I think you can only get an O(n^2) as the best outcome, as you have to check for intersections between one rectangle and all other rectangles, then calculate an the area of the intersection and the perimeters of each so that you don't add it twice to the sum. But basically, you need all the points of rectangle intersection first, so that you know where to move next in your calculation. –  SoluableNonagon Jan 24 '13 at 16:57
    
heh! yeah perimeter.searching dictionary for finding a good word some times failed. :) –  CoderInNetwork Jan 24 '13 at 17:03

2 Answers 2

up vote 4 down vote accepted

It can be done by a sweep-line algorithm.

We'll sweep an imaginary line from left to right. We'll notice the way the intersection between the line and the set of rectangles represents a set of intervals, and that it changes when we encounter a left or right edge of a rectangle.

Let's say that the intersection doesn't change between x coordinates x1 and x2. Then, if the length of the intersection after x1 was L, the line would have swept an area equal to (x2 - x1) * L, by sweeping from x1 to x2.

For example, you can look at x1 as the left blue line, and x1 as the right blue line on the following picture (that I stole from you and modified a bit :)): enter image description here

It should be clear that the intersection of our sweep-line doesn't change between those points. However, the blue intersection is quite different from the red one.

We'll need a data structure with these operations:

insert_interval(y1, y2); 
get_total_length(); 

Those are easily implemented with a segment tree, so I won't go into details now.

Now, the algorithm would go like this:

  1. Take all the vertical segments and sort them by their x coordinates.
  2. For each relevant x coordinate (only the ones appearing as edges of rectangles are important):
    • Let x1 be the previous relevant x coordinate.
    • Let x2 be the current relevant x coordinate.
    • Let L be the length given by our data structure.
    • Add (x2 - x1) * L to the total area sum.
    • Remove all the right edges with x = x2 segments from the data structure.
    • Add all the left edges with x = x2 segments to the data structure.

By left and right I mean the sides of a rectangle.

This idea was given only for computing the area, however, you may modify it to compute the perimeter.
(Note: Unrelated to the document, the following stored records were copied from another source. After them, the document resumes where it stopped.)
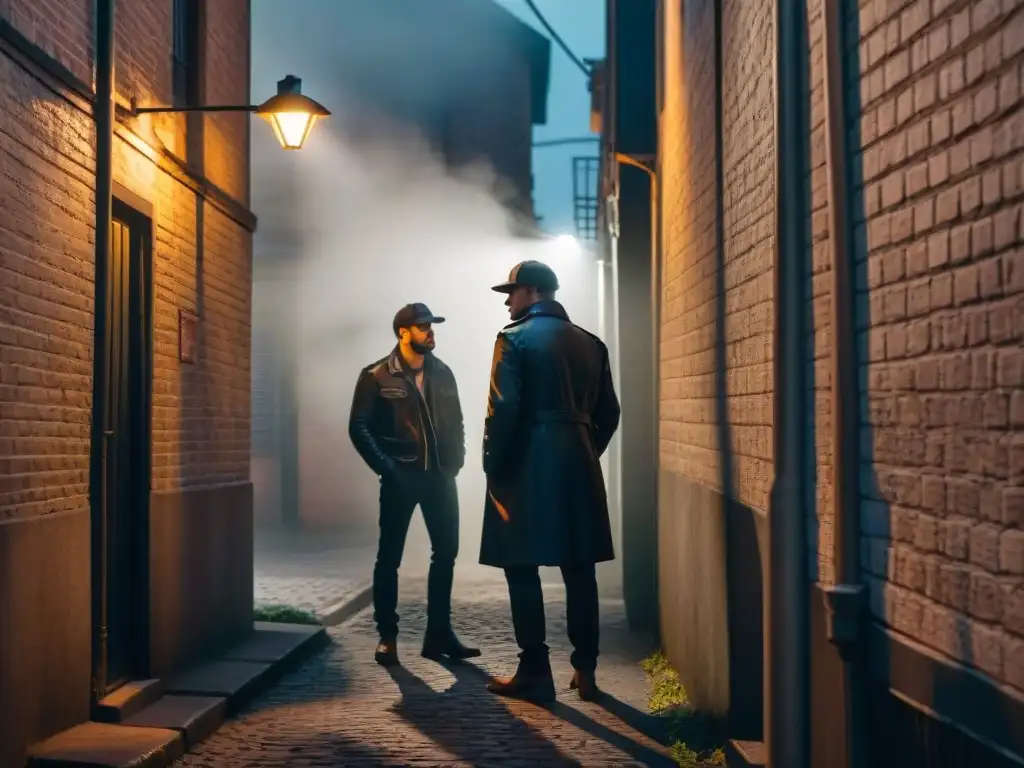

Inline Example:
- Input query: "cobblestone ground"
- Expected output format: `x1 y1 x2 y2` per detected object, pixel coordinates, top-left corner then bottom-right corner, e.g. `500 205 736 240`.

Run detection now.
253 532 385 611
176 566 674 768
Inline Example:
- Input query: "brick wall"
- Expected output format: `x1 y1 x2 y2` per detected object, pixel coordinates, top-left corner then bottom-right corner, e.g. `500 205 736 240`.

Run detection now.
0 54 93 519
659 0 721 488
804 0 835 584
722 0 775 518
855 0 1024 691
662 0 774 518
0 0 251 518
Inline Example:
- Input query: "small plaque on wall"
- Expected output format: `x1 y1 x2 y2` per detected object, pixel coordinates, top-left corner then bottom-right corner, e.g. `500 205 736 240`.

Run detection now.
178 309 199 365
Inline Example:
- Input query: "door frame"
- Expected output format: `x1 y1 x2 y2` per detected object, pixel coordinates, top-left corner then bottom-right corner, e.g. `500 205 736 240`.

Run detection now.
90 182 156 708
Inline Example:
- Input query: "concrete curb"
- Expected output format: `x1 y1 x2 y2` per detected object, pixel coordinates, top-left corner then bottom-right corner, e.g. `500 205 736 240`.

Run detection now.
316 582 374 627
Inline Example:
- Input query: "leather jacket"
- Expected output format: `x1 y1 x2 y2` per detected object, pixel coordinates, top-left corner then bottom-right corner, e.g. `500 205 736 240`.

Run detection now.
348 347 466 476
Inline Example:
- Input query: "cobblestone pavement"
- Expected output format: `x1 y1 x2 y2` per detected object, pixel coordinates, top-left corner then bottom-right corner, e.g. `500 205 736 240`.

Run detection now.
176 566 674 768
253 532 385 611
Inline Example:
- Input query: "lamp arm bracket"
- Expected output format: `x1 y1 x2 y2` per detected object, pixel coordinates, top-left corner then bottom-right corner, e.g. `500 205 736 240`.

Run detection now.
131 96 259 115
614 152 656 177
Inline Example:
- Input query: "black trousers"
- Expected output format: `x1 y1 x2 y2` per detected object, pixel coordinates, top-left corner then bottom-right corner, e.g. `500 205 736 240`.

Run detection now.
505 563 600 673
374 470 459 640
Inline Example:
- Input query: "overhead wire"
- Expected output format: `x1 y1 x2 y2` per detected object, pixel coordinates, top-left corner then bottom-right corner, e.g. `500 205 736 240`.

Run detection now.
522 0 591 77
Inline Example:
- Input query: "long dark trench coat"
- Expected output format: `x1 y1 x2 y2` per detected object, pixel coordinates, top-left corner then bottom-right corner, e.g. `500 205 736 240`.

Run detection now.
480 301 620 568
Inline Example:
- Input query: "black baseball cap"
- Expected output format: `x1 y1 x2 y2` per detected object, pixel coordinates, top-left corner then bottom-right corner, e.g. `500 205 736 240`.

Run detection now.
490 261 558 293
391 303 444 336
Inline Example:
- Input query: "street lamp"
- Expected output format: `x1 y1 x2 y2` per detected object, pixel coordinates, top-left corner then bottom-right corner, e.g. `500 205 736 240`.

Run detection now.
89 0 331 705
131 75 331 150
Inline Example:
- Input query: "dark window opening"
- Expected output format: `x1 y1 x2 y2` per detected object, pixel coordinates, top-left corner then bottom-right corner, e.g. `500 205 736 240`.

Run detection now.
171 0 202 106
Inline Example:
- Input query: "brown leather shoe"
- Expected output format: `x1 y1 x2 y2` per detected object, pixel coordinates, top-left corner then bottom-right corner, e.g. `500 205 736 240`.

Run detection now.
374 640 398 667
422 634 480 662
487 669 555 703
569 670 601 701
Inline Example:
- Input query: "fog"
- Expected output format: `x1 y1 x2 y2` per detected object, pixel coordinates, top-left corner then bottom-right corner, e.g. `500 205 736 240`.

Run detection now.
252 0 598 577
297 126 596 559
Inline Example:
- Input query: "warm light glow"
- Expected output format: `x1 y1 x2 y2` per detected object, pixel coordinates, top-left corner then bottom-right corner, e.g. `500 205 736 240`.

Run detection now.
266 112 316 150
256 75 331 150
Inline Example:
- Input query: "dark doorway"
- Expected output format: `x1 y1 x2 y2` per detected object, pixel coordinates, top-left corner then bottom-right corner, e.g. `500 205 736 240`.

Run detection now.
95 199 153 696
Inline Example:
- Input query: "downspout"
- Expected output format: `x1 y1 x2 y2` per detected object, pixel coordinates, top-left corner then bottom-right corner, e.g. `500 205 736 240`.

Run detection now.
765 0 811 768
821 1 866 768
89 0 115 703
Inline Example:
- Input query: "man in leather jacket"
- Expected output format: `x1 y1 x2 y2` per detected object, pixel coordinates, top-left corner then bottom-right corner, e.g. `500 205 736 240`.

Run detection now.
348 304 480 666
480 261 620 701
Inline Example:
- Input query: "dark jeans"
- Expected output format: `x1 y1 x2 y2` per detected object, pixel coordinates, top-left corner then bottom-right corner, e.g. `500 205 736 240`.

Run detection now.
374 470 459 640
505 564 600 673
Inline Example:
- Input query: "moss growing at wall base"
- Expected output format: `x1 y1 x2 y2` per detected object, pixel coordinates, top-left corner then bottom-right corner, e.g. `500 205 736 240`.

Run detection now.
253 604 321 624
640 651 725 768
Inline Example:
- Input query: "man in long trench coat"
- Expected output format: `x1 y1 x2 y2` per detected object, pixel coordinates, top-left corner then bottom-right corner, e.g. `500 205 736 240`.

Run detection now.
480 261 620 701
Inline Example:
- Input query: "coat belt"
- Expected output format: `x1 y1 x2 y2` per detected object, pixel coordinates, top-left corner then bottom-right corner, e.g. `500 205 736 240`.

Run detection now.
531 410 591 427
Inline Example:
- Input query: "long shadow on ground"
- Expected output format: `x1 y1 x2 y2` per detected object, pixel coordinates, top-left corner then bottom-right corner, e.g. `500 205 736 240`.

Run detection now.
389 664 675 768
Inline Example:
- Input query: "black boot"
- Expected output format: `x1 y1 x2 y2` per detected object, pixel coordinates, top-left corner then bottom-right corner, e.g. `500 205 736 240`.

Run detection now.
374 638 398 667
487 659 555 703
423 631 480 662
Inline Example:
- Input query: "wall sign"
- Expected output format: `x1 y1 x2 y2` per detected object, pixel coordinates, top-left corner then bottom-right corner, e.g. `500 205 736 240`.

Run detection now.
178 309 199 366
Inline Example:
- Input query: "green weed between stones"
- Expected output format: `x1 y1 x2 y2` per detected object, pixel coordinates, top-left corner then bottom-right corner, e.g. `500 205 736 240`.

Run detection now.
640 651 725 768
253 605 321 624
Basically you'll want to know the difference between the lengths of the intersection before and after it changes at some x coordinate.

The complexity of the algorithm is O(N log N) (although it depends on the range of values you might get as input, this is easily dealt with).

You can find more information on the broad topic of sweep-line algorithms on TopCoder.

You can read about various ways to use the segment tree on the PEG judge wiki.

Here's my (really old) implementation of the algorithm as a solution to the SPOJ problem NKMARS: implementation.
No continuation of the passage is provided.